Challenge Walk MS is based out of Alpine Resort and Golf, 7715 Horseshoe Bay Rd. in Egg Harbor, where overnight accommodations, meals and evening programs are provided for participants, who each pledge to raise a minimum of $1,500. Each day’s walking routes include scenic locations throughout Door County. Rest stops are set up every three miles with lunch provided mid-way on Friday and Saturday, September 18 and 19. The finish-line celebration will be held on Sunday, September 20 at Horseshoe Bay Golf Club, 5335 Horseshoe Bay Rd. in Egg Harbor, followed by a group Victory Walk from the Club to Frank E. Murphy Park.
A silent auction featuring crafts, gift baskets and more will be set up in Alpine Resort’s lobby September 18 and 19 and is open to the public, with the proceeds also benefiting the National MS Society. There will also be a cash-and-carry section with items under $50 that can be purchased outright.
The dollars raised through Challenge Walk MS will support MS-related research, programs and services. Anyone wishing to register as a walker or volunteer, or who wants to donate, can visit challengewalkMSwi.org or call (262) 369-4400.

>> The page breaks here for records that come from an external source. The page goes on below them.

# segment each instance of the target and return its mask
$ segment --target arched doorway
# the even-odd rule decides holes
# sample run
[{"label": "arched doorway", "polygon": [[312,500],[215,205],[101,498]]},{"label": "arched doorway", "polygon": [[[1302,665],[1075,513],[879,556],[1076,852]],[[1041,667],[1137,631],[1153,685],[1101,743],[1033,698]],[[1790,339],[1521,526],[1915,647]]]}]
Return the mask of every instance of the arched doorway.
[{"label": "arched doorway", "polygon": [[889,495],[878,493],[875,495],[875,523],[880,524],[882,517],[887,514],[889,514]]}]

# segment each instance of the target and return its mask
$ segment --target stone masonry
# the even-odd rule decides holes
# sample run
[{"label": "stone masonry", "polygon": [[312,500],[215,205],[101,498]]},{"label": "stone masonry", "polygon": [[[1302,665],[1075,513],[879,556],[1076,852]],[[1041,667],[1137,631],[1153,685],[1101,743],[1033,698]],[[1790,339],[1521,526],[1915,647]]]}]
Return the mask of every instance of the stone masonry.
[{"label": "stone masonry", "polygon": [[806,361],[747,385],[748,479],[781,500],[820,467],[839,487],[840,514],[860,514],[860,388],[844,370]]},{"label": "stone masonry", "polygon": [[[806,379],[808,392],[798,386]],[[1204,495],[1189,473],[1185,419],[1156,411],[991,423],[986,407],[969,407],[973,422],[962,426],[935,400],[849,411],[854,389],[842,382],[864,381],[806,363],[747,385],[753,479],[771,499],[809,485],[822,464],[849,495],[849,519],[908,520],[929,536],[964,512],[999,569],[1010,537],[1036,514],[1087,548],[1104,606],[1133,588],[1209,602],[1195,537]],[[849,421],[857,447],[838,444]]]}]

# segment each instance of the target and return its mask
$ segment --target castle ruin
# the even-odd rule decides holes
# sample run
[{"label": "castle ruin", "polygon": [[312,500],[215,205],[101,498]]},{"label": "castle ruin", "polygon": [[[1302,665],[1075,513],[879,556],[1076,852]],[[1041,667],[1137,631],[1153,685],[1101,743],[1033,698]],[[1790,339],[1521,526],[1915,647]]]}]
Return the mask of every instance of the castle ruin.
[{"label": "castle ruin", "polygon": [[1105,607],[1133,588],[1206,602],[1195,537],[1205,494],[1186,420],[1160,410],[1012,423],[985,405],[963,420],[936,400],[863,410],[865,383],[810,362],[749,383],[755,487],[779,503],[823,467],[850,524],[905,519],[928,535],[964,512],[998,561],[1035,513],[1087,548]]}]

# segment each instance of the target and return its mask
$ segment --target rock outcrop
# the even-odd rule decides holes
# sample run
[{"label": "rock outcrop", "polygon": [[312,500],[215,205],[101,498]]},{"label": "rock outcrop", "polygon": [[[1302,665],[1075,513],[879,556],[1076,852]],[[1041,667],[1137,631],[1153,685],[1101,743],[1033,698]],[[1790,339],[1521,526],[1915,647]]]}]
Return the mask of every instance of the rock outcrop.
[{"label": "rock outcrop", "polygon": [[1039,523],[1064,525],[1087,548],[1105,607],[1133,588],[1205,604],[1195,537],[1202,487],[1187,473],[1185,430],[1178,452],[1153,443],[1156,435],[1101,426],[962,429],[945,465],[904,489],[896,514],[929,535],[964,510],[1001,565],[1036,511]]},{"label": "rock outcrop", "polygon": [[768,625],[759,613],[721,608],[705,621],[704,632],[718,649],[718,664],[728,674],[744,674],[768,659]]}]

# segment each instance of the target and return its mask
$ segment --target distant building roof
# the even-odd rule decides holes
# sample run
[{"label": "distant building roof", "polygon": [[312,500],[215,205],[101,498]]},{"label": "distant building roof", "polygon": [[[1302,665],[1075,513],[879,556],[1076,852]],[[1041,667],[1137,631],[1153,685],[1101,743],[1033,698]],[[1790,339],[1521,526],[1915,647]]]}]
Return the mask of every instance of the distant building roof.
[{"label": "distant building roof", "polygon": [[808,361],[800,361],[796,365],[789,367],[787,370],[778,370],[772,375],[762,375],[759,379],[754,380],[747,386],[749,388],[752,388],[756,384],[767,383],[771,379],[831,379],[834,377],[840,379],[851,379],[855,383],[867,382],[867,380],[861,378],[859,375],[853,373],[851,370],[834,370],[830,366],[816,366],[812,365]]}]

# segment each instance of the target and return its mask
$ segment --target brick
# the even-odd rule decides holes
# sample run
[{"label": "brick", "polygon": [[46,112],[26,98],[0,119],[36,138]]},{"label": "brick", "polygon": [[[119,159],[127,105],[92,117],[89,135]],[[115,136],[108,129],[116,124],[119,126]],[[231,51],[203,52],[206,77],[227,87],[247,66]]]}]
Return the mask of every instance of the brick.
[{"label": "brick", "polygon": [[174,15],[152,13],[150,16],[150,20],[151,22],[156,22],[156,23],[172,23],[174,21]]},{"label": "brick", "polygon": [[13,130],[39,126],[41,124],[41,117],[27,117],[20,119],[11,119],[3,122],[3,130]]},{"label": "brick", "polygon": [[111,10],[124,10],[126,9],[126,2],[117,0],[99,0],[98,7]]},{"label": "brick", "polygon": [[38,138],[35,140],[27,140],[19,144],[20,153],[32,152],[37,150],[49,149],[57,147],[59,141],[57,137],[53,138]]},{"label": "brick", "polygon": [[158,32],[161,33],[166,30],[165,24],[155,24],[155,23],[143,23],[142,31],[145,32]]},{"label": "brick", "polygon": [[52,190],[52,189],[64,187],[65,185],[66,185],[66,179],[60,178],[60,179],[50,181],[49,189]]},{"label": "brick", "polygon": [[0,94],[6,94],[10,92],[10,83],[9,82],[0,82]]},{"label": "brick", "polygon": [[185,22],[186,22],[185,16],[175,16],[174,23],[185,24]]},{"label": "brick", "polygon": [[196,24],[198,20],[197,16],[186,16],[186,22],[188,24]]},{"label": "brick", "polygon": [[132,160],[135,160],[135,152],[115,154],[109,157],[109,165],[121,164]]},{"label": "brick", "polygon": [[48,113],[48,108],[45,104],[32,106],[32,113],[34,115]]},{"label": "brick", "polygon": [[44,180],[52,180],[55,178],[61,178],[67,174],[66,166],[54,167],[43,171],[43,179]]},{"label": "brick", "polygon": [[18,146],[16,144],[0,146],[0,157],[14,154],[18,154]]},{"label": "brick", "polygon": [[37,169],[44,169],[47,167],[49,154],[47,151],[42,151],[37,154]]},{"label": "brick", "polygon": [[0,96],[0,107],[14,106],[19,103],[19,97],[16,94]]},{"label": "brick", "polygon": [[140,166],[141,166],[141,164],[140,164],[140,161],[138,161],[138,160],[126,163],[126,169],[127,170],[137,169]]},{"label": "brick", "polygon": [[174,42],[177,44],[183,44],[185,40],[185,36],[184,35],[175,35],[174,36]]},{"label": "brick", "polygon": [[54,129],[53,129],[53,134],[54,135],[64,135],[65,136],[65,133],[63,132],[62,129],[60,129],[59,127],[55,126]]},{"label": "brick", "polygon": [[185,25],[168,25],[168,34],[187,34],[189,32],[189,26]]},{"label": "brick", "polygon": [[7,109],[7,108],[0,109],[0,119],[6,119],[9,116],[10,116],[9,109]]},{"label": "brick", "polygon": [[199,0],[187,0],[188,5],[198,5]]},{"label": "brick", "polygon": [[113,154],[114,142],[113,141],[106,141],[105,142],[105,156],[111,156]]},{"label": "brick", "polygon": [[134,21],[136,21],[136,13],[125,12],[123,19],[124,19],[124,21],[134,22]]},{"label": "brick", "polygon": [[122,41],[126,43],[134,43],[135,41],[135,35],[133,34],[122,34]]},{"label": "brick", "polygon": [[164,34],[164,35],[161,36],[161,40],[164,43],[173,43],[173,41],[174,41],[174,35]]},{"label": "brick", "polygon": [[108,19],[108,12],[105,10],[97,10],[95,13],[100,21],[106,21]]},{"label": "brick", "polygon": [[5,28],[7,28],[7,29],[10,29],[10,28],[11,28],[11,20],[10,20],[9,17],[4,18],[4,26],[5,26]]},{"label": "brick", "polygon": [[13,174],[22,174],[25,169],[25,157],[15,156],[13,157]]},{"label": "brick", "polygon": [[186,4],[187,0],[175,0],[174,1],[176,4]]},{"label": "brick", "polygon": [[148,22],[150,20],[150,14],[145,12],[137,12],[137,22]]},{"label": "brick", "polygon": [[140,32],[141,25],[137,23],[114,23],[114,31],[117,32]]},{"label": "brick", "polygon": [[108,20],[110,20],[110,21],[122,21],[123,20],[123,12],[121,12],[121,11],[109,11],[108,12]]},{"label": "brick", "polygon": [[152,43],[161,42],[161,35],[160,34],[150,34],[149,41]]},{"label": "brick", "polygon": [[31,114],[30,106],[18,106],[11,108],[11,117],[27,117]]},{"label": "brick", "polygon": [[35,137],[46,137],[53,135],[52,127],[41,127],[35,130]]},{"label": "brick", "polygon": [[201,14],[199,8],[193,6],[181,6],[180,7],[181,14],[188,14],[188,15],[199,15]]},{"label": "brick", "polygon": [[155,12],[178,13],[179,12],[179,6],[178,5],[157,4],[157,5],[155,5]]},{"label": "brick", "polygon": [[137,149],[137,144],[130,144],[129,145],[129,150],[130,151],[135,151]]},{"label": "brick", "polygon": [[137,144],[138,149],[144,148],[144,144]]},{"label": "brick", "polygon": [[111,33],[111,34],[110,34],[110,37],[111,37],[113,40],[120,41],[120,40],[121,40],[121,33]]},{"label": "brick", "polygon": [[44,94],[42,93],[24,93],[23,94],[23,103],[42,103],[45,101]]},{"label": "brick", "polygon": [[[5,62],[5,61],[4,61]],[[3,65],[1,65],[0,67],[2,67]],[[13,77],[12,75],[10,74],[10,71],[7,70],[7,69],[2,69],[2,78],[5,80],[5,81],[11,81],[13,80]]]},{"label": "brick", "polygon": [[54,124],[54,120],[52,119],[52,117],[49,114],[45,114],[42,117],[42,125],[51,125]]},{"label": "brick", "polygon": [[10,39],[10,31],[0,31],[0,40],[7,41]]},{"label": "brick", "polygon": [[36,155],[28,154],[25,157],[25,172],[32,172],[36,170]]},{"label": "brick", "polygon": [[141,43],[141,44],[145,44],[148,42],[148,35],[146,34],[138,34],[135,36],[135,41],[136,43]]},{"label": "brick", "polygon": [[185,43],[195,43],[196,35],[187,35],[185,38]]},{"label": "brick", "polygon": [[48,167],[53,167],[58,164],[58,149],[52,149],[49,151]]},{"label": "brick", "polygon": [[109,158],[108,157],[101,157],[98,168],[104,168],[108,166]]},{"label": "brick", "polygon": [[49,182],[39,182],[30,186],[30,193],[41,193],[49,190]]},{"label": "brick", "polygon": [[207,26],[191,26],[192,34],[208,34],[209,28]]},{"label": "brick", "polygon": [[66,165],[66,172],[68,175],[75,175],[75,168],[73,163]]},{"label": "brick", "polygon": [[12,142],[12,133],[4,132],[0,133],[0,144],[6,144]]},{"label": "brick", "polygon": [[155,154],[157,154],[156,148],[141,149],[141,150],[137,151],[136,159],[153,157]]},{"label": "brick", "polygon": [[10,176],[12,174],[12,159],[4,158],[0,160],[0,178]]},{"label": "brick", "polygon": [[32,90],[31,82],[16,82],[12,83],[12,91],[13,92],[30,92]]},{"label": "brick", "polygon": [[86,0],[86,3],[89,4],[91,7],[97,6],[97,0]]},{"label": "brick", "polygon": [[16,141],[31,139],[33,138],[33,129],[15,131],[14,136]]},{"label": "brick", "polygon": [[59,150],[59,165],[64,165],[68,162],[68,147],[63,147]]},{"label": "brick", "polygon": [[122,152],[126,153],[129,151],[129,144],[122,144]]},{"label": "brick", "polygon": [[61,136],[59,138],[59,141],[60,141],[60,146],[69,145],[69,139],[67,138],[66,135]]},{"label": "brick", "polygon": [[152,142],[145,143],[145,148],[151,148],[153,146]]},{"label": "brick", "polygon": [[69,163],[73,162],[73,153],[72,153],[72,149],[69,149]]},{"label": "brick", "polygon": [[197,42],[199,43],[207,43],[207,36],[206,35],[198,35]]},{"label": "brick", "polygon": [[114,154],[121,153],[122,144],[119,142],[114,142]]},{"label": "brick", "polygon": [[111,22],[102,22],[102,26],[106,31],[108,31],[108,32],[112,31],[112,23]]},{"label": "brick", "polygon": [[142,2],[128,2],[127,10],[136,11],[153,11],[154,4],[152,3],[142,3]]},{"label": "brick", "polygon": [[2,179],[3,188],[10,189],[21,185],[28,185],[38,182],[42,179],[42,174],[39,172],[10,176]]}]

Click here to see the number of people in each Wisconsin county who have disclosed to the National MS Society that they have been diagnosed, and click here for an indication of the economic impact.
About Multiple Sclerosis
Multiple sclerosis is an unpredictable, often disabling disease of the central nervous system that disrupts the flow of information within the brain, and between the brain and body. Symptoms range from numbness and tingling to blindness and paralysis. The progress, severity and specific symptoms of MS in any one person cannot yet be predicted, but advances in research and treatment are leading to better understanding and moving us closer to a world free of MS. Most people with MS are diagnosed between the ages of 20 and 50, with at least two to three times more women than men being diagnosed with the disease. MS affects more than 2.3 million people worldwide.